The first line is the previous cue's text (kept on screen). The second line is the new content (with inline word timestamps). Naively concatenating gives ~2× duplication. The fix in `build_merged.py` is to keep only the line containing inline `<HH:MM:SS.fff>` markers.

## Output format conventions

The merged markdown uses:
- `# Title` at the top with talk metadata
- `> 📊 **Slide @ [MM:SS](youtu.be/...?t=N)**` blockquote for each slide
- `**[[MM:SS](youtu.be/...?t=N)]** transcript text...` for each paragraph
- `»` for speaker changes within a paragraph

Rationale: blockquotes for slides make them visually distinct.

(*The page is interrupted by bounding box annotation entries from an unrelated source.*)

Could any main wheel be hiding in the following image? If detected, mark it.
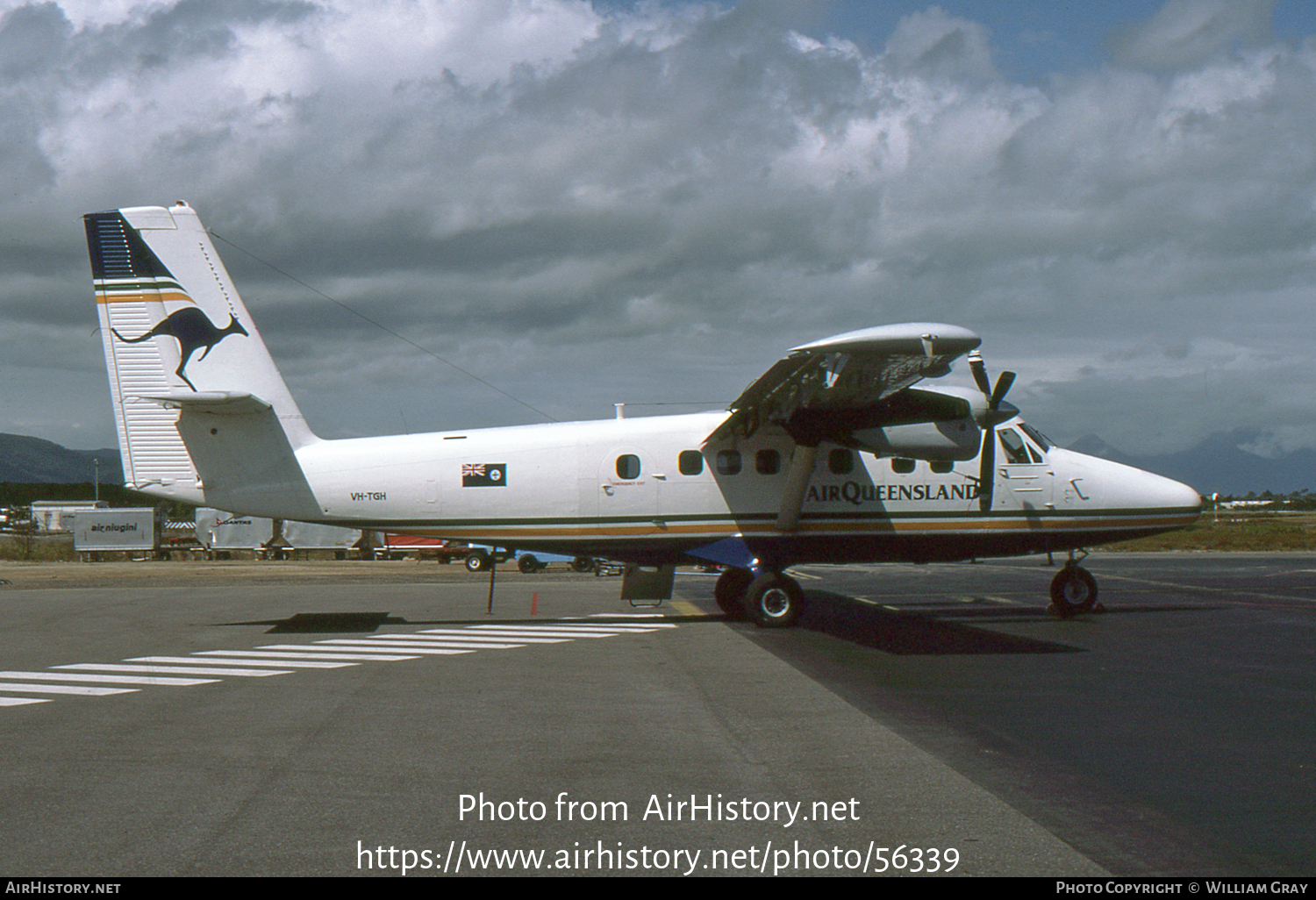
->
[713,568,755,621]
[1052,566,1097,618]
[745,573,805,628]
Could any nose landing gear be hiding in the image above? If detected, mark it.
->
[1052,550,1097,618]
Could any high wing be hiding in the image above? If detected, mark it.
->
[708,323,982,532]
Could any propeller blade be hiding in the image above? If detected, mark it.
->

Linked timestamps so the reader can jump to any moment. No extra files (the user explicitly asked for the merged .md only).

## Helper scripts

- `~/.claude/skills/youtube-to-markdown/download.sh` — yt-dlp wrapper
- `~/.claude/skills/youtube-to-markdown/detect-slides.sh` — ffmpeg scene detection + frame extraction
- `~/.claude/skills/youtube-to-markdown/build_merged.py` — VTT cleanup + slide interleave + escape fixing
- `~/.claude/skills/youtube-to-markdown/verify-render.sh` — fetch gist HTML and sniff for KaTeX errors

## When NOT to use this skill

- The user just wants a transcript without slides → use yt-dlp directly with `--skip-download --write-auto-sub`, then dedupe rolling captions.
- The video isn't a slide-driven talk (e.g., interviews, panel discussions without visuals) → just produce the cleaned transcript.
- The user wants a polished prose summary, not a transcript → that's a different task; transcripts here are lightly cleaned but still verbatim.